As always, you are the best judge of what works well for your child in your kitchen! 

Illustrated Guide 

I like to begin with an invitation, “Let me show you how to peel a cucumber today.” Introduce everything at the table, else tell the child what is required and gather them together. 

IMG_3008

Let the child smell, feel and touch the cucumber. Wash the vegetable at the sink and discard the edges. 

IMG_2986

Show the child the peeler. Point to the blade and mention that it is sharp and used only for peeling the vegetable.

IMG_2989

Hold the cucumber down using your non-dominant hand to give support and hold the peeler using full support of your palm and fingers. This gives children better support when they repeat after. 

IMG_2992

Begin at one end of the cucumber and point to the blade touching the peel.

IMG_2994

Exaggerate applying pressure and glide from end to end, pausing in between to watch the peel come off. 

IMG_2998

Place the peeler down and pick up the peel and place it in the bowl for peels. It is nice to point to the color difference where the peel is removed and touch and feel the cucumber. 

IMG_3001

Rotate around and continue peeling. Let the child peel however they can. You can offer to hold the cucumber for support. 

IMG_3005

Once the cucumber has been peeled, the peels can be put in compost. Guide the child to put the other items away or for wash. 

Short Guide

  • I like to begin with an invitation, “Let me show you how to peel  a cucumber today.” 
  • Introduce everything at the table, else tell the child what is required and gather them together. 
  • Let the child smell, feel and touch the cucumber. 
  • Wash the vegetable at the sink and discard the edges. 
  • Show the child the peeler.
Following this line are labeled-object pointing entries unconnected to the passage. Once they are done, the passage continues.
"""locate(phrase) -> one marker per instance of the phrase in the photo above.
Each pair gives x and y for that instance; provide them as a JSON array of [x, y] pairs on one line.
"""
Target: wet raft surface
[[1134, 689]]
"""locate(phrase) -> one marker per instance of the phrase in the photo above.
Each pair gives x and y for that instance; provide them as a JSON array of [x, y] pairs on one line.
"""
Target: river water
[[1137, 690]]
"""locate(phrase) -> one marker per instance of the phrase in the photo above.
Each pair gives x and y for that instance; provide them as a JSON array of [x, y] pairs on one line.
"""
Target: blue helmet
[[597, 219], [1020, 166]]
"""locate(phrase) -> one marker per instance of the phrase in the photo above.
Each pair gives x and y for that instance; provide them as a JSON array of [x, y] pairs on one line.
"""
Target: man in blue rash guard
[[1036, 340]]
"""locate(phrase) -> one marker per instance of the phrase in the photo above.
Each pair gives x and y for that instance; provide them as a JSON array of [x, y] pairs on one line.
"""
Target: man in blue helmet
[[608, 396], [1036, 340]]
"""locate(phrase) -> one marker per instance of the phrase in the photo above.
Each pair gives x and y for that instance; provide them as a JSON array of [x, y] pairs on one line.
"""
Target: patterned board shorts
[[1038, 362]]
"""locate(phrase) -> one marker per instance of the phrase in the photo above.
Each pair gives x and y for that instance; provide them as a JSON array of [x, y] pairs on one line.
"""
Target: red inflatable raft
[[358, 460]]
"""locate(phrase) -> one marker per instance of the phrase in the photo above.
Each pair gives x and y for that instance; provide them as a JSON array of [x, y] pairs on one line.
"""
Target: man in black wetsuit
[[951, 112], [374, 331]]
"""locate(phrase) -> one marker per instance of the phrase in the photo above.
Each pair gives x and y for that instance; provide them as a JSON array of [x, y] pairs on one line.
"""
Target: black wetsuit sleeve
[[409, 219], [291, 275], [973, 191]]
Point to the blade and mention that it is sharp and used only for peeling the vegetable. 
  • Hold the cucumber down using your non-dominant hand to give support and hold the peeler using full support of your palm and fingers. This gives children better support when they repeat after. 
  • Begin at one end of the cucumber and point to the blade touching the peel. 
  • Exaggerate applying pressure and glide from end to end, pausing in between to watch the peel come off. 
  • Place the peeler down and pick up the peel and place it in the bowl for peels. 
  • It is nice to point to the color difference where the peel is removed and touch and feel the cucumber. 
  • Rotate around and continue peeling. 
  • Let the child peel however they can. You can offer to hold the cucumber for support. 
  • Once the cucumber has been peeled, the peels can be put in compost. 
  • Guide the child to put the other items away or for wash. 

Note : You can also cut the cucumber in half to prevent it from rolling. I have used Persian Cucumbers. Use whatever is locally available.